I've replicated them myself with my own code, so I'm pretty confident. It doesn'...

kllrnohj · on Dec 1, 2020

> Pretty stunning to have latencies that low on a low end $700 mac mini that embarrasses machines that costs 10x that much. Even high end Epyc machines (200 watt TDP) with 8 x 64 bit memory channels have to try hard to get a cacheline every 10ns.

Eh? That's not how memory latency works. The cheaper consumer chips with "non-spec" RAM and without ECC are regularly better here than the enterprise stuff. This isn't something that scales with price.

sliken · on Dec 1, 2020

Sure, ECC and in particular registered memory does increase the latency a bit. But servers are designed for throughput and have multiple memory channels to better feed the large amount of cores involved, up to 64 cores for the new AMD epyc chips.
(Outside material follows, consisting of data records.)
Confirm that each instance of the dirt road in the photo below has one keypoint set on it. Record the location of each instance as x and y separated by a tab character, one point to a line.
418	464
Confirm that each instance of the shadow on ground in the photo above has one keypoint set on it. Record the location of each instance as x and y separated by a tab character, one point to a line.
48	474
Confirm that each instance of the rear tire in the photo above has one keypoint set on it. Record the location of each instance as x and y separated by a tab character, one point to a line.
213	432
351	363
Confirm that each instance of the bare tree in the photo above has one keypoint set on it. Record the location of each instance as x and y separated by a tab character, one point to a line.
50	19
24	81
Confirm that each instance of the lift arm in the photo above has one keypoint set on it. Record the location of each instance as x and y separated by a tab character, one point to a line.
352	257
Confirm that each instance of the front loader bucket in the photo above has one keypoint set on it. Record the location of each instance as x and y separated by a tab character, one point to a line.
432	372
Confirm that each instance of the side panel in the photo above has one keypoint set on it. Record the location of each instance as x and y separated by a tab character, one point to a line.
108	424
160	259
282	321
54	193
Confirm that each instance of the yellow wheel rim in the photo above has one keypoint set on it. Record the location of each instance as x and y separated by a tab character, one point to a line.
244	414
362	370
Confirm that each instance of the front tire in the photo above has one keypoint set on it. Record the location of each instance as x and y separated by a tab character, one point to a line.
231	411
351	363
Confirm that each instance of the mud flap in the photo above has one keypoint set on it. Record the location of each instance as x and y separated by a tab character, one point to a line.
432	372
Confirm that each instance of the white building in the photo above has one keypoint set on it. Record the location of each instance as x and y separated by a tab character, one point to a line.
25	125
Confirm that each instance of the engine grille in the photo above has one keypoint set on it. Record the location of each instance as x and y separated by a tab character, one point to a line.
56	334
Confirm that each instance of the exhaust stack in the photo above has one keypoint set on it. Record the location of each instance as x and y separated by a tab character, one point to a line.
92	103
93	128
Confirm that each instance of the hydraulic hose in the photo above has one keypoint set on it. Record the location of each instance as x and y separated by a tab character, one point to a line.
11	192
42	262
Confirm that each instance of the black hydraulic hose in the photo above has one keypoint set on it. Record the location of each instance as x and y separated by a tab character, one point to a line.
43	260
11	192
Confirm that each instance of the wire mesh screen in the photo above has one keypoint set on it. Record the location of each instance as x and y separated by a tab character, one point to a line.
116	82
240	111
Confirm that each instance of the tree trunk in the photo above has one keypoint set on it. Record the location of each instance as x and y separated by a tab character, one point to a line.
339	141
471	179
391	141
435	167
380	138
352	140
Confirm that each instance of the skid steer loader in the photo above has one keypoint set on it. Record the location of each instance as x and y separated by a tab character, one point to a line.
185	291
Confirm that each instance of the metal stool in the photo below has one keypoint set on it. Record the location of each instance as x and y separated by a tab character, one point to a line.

The amazing thing is that the Apple M1 can fetch random cachelines almost as fast as a current AMD Epyc.

kllrnohj · on Dec 1, 2020

You're confusing throughput & latency here. More channels increases throughput, but doesn't improve latency.

The M1's memory bandwidth is ~68GB/s, which is of course a tiny fraction of AMD Epyc's ~200GB/s per socket.

Epyc's latency isn't even competitive with AMD's own consumer parts, so I'm really not sure why you're surprised that Epyc's latency is also worse than the M1's?

sliken · on Dec 1, 2020

I'm not surprised the latency on the M1 is better than Epyc, but it's near half of any other consumer part, like say the AMD Rzyen 5950x. When accessed in a TLB friendly way (not TLB thrashing) the M1 manages 30ns which is excellent.

Even more impressively is that the random cacheline throughput is also excellent. So if all 8 cores have a cache miss the M1 memory system is very good at keeping multiple pending requests in flight to achieve surprisingly good throughput. Granted this isn't pure latency, so I call it throughput. Getting a random cacheline per 12ns is quite good, especially for a cheap low power system. Normally getting more than 2 memory channels on a desktop requires something exotic like an AMD threadripper.